One idea in Go that would be especially handy in C# is implied interfaces. What does this mean?
Well, in C# you are accustomed to Interfaces. It’s a description of a type, without an implementation. I won’t go into why they are a good idea (think loose coupling).
A class (aka a Type) is said to satisfy an interface if it includes all the interface’s elements. So perhaps your IPerson interface requires FirstName and LastName properties. Then, when you implement an actual Person in C#, you will:
- Declare that the class implements IPerson (public class Person : IPerson)
- Implement IPerson’s properties in Person (public string FirstName { get; set; }, etc)
Those who have become accustomed to C#’s var keyword might recognize something here. By simply looking at the properties of Person, the compiler has all the information it needs to infer that Person implements IPerson. Why should I have to say so explicitly? Step #1 is logically superfluous.
Therefore I would like to see the interface declaration become optional.
You might choose to keep it in there as a convenience. For example, Visual Studio offers some nice tools to help you implement Interfaces. It might be nice to “state your intention” of implementing an interface, so that the compiler will stop you until you do – giving you red flags earlier. Error messages might be made more informative as a result. (That said, the tooling in VS could help you with implicit interfaces, too.)
But, unless I am missing something, the “: IPerson”syntax is not logically necessary. In the spirit of a more terse and “dynamic” style in C#, implicit interfaces would be a nice win.
An interesting proposal, but I believe that what you are proposing, and what Go is implementing, are rather different.
If I understand your proposal correctly — and I might not — you’re saying that at *compile time* we examine every class, compare it to every *known* interface (perhaps the set of all interfaces in all the referenced libraries and sources) and if a class happens to be a legal implementation of a particular interface, we make the class implement that interface, at compile time, as though you’d said to do so explicitly. (That there are infinitely many constructed generic interfaces poses an interesting problem, but that’s solvable through application of the method type inference algorithm generalized to work across every method of the interface; for each generic interface we’d identify finitely many "best fits".)
That’s different from Go, which is essentially implementing duck typing.
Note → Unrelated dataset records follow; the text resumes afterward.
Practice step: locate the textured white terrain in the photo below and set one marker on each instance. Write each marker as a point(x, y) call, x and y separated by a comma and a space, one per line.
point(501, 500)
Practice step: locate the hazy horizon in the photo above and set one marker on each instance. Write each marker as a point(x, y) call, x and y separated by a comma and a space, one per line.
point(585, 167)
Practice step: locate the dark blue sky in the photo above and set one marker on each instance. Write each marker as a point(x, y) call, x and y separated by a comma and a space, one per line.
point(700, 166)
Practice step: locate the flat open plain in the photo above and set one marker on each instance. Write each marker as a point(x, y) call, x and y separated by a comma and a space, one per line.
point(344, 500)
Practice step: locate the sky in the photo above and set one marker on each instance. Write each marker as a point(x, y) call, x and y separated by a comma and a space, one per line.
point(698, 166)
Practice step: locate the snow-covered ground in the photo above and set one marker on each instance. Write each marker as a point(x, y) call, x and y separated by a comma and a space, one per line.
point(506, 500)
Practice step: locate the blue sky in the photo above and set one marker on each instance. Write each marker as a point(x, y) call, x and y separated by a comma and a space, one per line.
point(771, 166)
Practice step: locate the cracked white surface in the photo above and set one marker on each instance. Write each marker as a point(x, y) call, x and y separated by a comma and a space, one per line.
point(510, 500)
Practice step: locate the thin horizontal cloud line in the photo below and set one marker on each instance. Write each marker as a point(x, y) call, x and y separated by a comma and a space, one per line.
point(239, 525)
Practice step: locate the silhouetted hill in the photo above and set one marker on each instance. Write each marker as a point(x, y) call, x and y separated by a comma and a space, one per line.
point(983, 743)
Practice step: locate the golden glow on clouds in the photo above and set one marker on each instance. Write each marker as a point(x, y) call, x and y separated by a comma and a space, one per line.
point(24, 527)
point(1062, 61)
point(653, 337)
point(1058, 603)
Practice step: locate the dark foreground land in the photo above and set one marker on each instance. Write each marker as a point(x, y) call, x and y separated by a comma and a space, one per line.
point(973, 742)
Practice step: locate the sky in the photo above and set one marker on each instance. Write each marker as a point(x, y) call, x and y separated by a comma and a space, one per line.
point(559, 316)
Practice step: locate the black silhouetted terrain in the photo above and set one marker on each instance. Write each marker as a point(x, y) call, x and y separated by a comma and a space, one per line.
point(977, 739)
An object that implements the right set of methods is treated as implementing any compatible interface *at run time*. The compiler doesn’t come into it; this is a *runtime environment* feature, not a *language feature*. The place you should be asking for this feature is the CLR, not the C# language, if you want something like Go.
Thanks Eric! I don’t know much about Go’s implementation, if you say it’s a runtime feature then I am inclined to believe it.
I do mean a language/compiler feature. The check happens at compile time, and yes, it would have to be checked against all known interfaces.
Perhaps there could be a way to limit the scope — one declares an interface to be "inferable". So the compiler doesn’t look against all interfaces, just the ones that you’d like to be implicit. That approach feels a bit half-assed, but it might be practical for performance reasons, and it gives the developer a bit more control.